Reputation: 69
I'm learning a bit about webscraping and I'm having a little doubt regarding 2 packages (httr and RCurl), I'm trying to get a code from a magazine (ISSN) on the researchgate website and I came across a situation. When extracting the content from the site by httr and RCurl, I get the ISSN in the RCurl package and in httr my function is returning NULL, could anyone tell me why this? in my opinion it was for both functions to be working.
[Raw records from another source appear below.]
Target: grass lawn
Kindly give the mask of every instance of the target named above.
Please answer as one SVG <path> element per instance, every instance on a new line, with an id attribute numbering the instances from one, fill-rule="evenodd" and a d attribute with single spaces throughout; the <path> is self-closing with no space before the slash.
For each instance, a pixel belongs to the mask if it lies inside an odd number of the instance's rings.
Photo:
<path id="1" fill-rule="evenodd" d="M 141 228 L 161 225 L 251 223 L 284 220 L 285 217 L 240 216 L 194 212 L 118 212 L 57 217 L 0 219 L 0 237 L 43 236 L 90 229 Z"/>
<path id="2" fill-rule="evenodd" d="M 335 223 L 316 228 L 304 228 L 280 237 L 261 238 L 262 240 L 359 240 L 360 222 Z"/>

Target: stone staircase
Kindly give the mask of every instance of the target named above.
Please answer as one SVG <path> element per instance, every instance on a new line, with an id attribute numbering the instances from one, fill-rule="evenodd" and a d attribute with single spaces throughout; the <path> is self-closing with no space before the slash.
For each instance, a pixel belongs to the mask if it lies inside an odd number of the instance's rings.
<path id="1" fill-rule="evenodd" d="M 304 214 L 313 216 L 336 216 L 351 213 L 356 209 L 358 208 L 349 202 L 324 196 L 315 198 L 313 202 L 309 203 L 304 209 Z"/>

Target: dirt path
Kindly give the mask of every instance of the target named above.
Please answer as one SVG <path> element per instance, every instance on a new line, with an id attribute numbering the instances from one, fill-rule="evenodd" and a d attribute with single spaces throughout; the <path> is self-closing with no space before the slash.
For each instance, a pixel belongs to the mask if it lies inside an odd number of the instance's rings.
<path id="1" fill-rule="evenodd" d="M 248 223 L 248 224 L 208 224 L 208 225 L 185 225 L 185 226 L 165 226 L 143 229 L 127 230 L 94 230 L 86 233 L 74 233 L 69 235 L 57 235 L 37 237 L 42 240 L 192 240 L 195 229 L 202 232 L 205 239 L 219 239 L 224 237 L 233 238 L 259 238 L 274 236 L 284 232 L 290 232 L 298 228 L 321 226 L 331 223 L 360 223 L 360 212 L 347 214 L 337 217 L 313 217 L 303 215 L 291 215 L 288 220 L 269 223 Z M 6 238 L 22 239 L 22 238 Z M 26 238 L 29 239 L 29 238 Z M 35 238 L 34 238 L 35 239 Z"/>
Follow the code below.
library(rvest)
library(httr)
library(RCurl)
url <- "https://www.researchgate.net/journal/0730-0301_Acm_Transactions_On_Graphics"
########
# httr #
########
conexao <- GET(url)
conexao_status <- http_status(conexao)
conexao_status
content(conexao, as = "text", encoding = "utf-8") %>% read_html() -> webpage1
ISSN <- webpage1 %>%
html_nodes(xpath = '//*/div/div[2]/div[1]/div[1]/table[2]/tbody/tr[7]/td') %>%
html_text %>%
str_to_title() %>%
str_split(" ") %>%
unlist
ISSN
########
# RCurl #
########
options(RCurlOptions = list(verbose = FALSE,
capath = system.file("CurlSSL", "cacert.pem", package = "RCurl"),
ssl.verifypeer = FALSE))
webpage <- getURLContent(url) %>% read_html()
ISSN <- webpage %>%
html_nodes(xpath = '//*/div/div[2]/div[1]/div[1]/table[2]/tbody/tr[7]/td') %>%
html_text %>%
str_to_title() %>%
str_split(" ") %>%
unlist
ISSN
sessionInfo() R version 3.5.0 (2018-04-23) Platform: x86_64-w64-mingw32/x64 (64-bit) Running under: Windows >= 8 x64 (build 9200)
Matrix products: default
locale: [1] LC_COLLATE=Portuguese_Brazil.1252 LC_CTYPE=Portuguese_Brazil.1252 LC_MONETARY=Portuguese_Brazil.1252 [4] LC_NUMERIC=C LC_TIME=Portuguese_Brazil.1252
attached base packages: [1] stats graphics grDevices utils
datasets methods baseother attached packages: [1] testit_0.7 dplyr_0.7.4
progress_1.1.2 readxl_1.1.0 stringr_1.3.0 RCurl_1.95-4.10 bitops_1.0-6 [8] httr_1.3.1 rvest_0.3.2 xml2_1.2.0
jsonlite_1.5loaded via a namespace (and not attached): [1] Rcpp_0.12.16
bindr_0.1.1 magrittr_1.5 R6_2.2.2 rlang_0.2.0
tools_3.5.0 [7] yaml_2.1.19 assertthat_0.2.0 tibble_1.4.2 bindrcpp_0.2.2 curl_3.2 glue_1.2.0
[13] stringi_1.1.7 pillar_1.2.2 compiler_3.5.0
cellranger_1.1.0 prettyunits_1.0.2 pkgconfig_2.0.1
Upvotes: 1
Views: 914
Reputation: 6106
Because the content type is JSON and not HTML, you can't use read_html()
on it:
> conexao
Response [https://www.researchgate.net/journal/0730-0301_Acm_Transactions_On_Graphics]
Date: 2018-06-02 03:15
Status: 200
Content-Type: application/json; charset=utf-8
Size: 328 kB
Use fromJSON()
instead to extract issn:
library(jsonlite)
result <- fromJSON(content(conexao, as = "text", encoding = "utf-8") )
result$result$data$journalFullInfo$data$issn
result:
> result$result$data$journalFullInfo$data$issn
[1] "0730-0301"
Upvotes: 2